CS 2 (Winter 2026) Project05: BeaverSearch

Project 05: Beaver Search

Goals and Outcomes

By the end of this project, you will…

Connection to lecture

You will likely find the concepts from the graphs lectures to be very useful in this project.

Overview

The JSON output of WebCrawler can be seen as a database of webpages, with their contents and links to neighboring pages. First, you will convert this database into a graph and implement Google’s PageRank algorithm to sort the pages. Then, you will implement a method that will take this same database and convert each web page’s content into what is known as a word bag, which is just a data structure that contains all the words in the web page. After this, you will connect the two pieces together to create a functioning search algorithm. Finally, you will implement a pseudo-spell-checker that will use recursion to split strings if they lack spaces.

The Database as a Graph

The Graph data structure will come into use in this project. You have probably heard the internet referred to as a web, or a network before–these are all just other words for graphs! Let’s take a more concrete example: suppose that on webpage A, there are two links to webpage B and one link to webpage C. This means that a user can go from A to B or from A to C. Thus, if the whole internet was just these three webpages, we could represent the internet as a graph, where webpages A, B, C are webpages, and there is an edge of weight 2 from A to B and an edge of weight 1 from A to C. The weight of an edge (A, B) on our graph will the number of times link B appears in link A’s webpage.

In this project, we will represent our database, consisting of the data from our “whole internet,” as a Graph. Given the JSONObject database, the graphFromJSON function returns a Graph as described above.

For the rest of the project we won’t actually be using the weights of the edges, but it’s still useful to store the information, especially for other programs that may want to utilize these weights.

What is PageRank?

PageRank is the main algorithm that Google uses to rank websites in the output from their search engine. The idea behind it is that pages that have lots of other pages linking to them are likely more popular or important, and thus should show up more frequently in search results. Therefore a page with more links to it should have a higher “rank”. The algorithm also weights the significance of some page A linking to another page B by page A’s rank, since logically, a link from a more important website should be considered more important. This gets around issues such as having several otherwise empty websites link to a page to increase its importance.

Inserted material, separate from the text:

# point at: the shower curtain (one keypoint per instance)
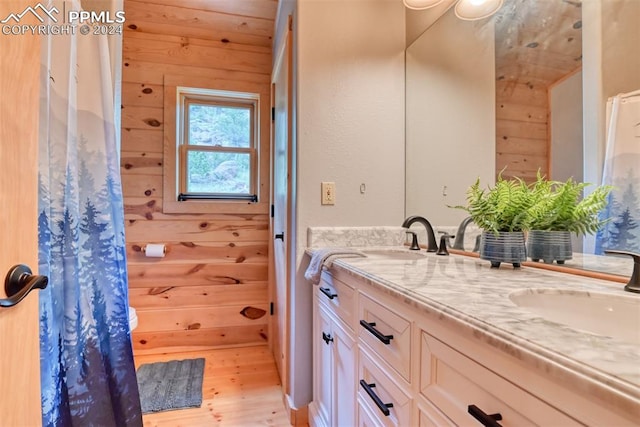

PageRank Specification and Example

The easiest way to visualize PageRank is as a large directed graph.

Imagine we have four websites, A, B, C, and D, where A links to B, B links to A and C, C links to A and D, and D links to A. We could think of this as a graph where each website is a vertex and each link is a directed edge. Now, we can’t weigh each edge’s importance without knowing each site’s importance first, but we also can’t weigh each site’s importance without knowing each other site’s importance first. To get around this we should iteratively adjust each site’s importance in what we will refer to as rounds. We start with each page having an equal weight of 1 over the total number of vertices, so in our example each starts with a weight of 1/4. Then, in each round, each vertex should distribute its weight equally across all of its outgoing edges.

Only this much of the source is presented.